Florian
Kronbichler


Il mio canto del cigno all´assemblea di Liberi e Uguali a Bolzano

Per iniziare un aneddoto. Lo racconto citando il mio collega deputato e compatriota più caro degli ultimi 5 anni. È il nostro venostano Abi Plangger. L’ho conosciuto come il più democratico, per certi versi il più a sinistra del suo partito, addirittura.

Ecco, in dichiarazione di voto alla legge elettorale Rosatellum, riferendosi alla mia critica sulla sfacciata parzialità a favore del suo partito, la SVP, questo mio caro Abi Plangger, disse questo, testuale: „Naturalmente, la legge non è democratica, ma per la minoranza linguistica, è meglio che parli con una voce sola. Parlare con due voci se sono differenti, è peggio che non parlare affatto.“

Ecco, questo è il ricatto che la SVP, il cosiddetto partito di raccolta, da 70 anni, alla vigilia di ogni elezione parlamentare pone alla popolazione sudtirolese di lingua tedesca e ladina. È il ricatto etnico. La democrazia non fa per noi. È un lusso che non ci possiamo permettere. Siamo minoranza in uno stato sostanzialmente nemico. Siamo 300.000 contro 60 milioni. Se stiamo bene, è perché stiamo uniti. Cuius regio eius et religio. Oggi qui da noi vige questa massima tradotta in politica. Siamo economicamente evoluti, forse anche civilmente, politicamente ci vogliono tener nel medioevo.

In casa propria, in provincia, il partito unico è costretto a battere in ritirata. Si è rassegnato alla realtà. Qui, pluralismo politico, base di ogni democrazia, è permesso – e come la SVP potrebbe sostenere il contrario? Ha perso, alle ultime elezioni provinciali, per la prima volta nella sua storia la maggioranza assoluta al Consiglio provinciale. Ciò anche e soprattutto grazie ai Verdi. La realtà non è più negabile. La gente, indipendentemente se italiana, tedesca, ladina o altro, chiede democrazia. Vuole poter scegliere.

Questo in casa nostra. Nei comuni e in Provincia. Verso Roma – anzi, contro Roma! – però dobbiamo restare uniti! Roma non aspetta altro che noi ci dividiamo. E sarebbe finita. Per questo, indispensabile mandare una pattuglia di uomini e donne, unita ed agguerrita, al Parlamento, dove si trovano contro 939 italiani (perché 6 sono nostri) intenti a nient’altro che a come ci potrebbero fregare. Questo ci fanno credere.

Se poi, per incidente come alle scorse elezioni, per la prima volta nella storia viene eletto un sudtirolese di lingua tedesca al di fuori della Südtiroler Volkspartei, si pone il teorema di cui Abi Plangger: „“Naturalmente non è democratico, ma per la minoranza linguistica è meglio che parli con una voce sola“ … ecc. ecc. Di fatti, sono subito corsi al riparo mettendo mano alla legge elettorale affinché un incidente quale una seconda voce sudtirolese al parlamento italiano non possa più accadere.

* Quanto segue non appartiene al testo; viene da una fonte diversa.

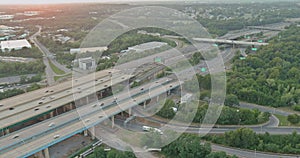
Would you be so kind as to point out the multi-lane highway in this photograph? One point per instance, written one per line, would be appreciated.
(229, 42)
(51, 98)
(89, 120)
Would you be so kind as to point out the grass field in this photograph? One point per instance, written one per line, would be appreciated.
(56, 69)
(284, 122)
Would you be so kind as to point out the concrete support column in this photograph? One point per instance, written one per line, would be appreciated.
(85, 133)
(130, 111)
(64, 109)
(87, 100)
(92, 130)
(112, 121)
(51, 114)
(46, 152)
(39, 154)
(101, 94)
(7, 131)
(70, 106)
(45, 117)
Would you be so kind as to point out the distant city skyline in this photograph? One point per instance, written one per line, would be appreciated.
(115, 1)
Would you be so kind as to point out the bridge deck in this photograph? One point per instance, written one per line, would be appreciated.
(52, 90)
(78, 126)
(33, 109)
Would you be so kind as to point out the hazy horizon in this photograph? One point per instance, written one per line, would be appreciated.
(126, 1)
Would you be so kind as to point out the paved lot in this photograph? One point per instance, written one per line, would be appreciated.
(69, 146)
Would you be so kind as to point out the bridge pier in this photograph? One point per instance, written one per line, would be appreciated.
(112, 121)
(130, 111)
(39, 154)
(85, 133)
(92, 130)
(46, 152)
(87, 99)
(51, 114)
(169, 92)
(7, 131)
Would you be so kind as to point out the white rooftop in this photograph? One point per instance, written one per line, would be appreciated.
(15, 44)
(147, 46)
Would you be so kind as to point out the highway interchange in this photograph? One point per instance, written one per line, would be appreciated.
(66, 93)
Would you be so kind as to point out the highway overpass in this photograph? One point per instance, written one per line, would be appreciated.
(21, 108)
(265, 28)
(41, 140)
(233, 42)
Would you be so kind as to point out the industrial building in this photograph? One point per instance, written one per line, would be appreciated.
(87, 63)
(147, 46)
(14, 45)
(85, 50)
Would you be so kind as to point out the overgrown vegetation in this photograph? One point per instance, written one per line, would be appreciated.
(248, 139)
(33, 52)
(271, 76)
(17, 68)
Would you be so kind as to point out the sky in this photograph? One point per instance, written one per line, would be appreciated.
(112, 1)
(57, 1)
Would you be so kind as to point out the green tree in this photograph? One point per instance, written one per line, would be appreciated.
(231, 100)
(293, 118)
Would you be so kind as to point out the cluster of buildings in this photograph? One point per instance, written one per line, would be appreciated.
(14, 45)
(145, 46)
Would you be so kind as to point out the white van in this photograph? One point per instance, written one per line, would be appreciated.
(147, 128)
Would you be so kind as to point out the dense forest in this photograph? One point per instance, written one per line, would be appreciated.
(228, 116)
(17, 68)
(247, 139)
(188, 146)
(271, 76)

Non ti voglio scoraggiare, caro Norbert, cara Laura, cara Cornelia, e non voi candidate e candidati tutti di Liberi e Uguali. Ce l’hanno reso ancora più difficile della volta scorsa, per farci avere voce anche noi verdi, noi di sinistra, al parlamento, ma non è impossibile. Se la mettiamo tutta, ce la possiamo fare. Anche questa volta, anche con questa legge elettorale confezionata spudoratamente tutta a misura di chi deve vincere. Quindi, coraggio! Insieme possiamo farcela. Noi non crediamo che l’autonomia e le minoranze vadano tutelate rinunciando alla democrazia. All’incontrario, noi vogliamo osare più democrazia, perché fa bene all’autonomia.

Nach fünf Jahren Parlamentarierleben, erlaubt mir die Anmaßung zu sagen: Es war wert, dass ich da war. Was mir stets wichtig war und was in Südtirol oft nicht so gesehen wird: Ich fühlte mich Vertreter des gesamten Staatsvolkes. So wie die Verfassung es für einen Parlamentarier vorsieht. Der Jungspund von einem SVP-Obmann hat bezogen auf die Verfassungsreform letztes Jahr gesagt: „Unsere Südtiroler Parlamentarier haben auf Südtirol zu schauen. Etwas anderes hat sie nicht zu interessieren“. Das ist nicht unser Standpunkt. Ich heiße so etwas provinziell.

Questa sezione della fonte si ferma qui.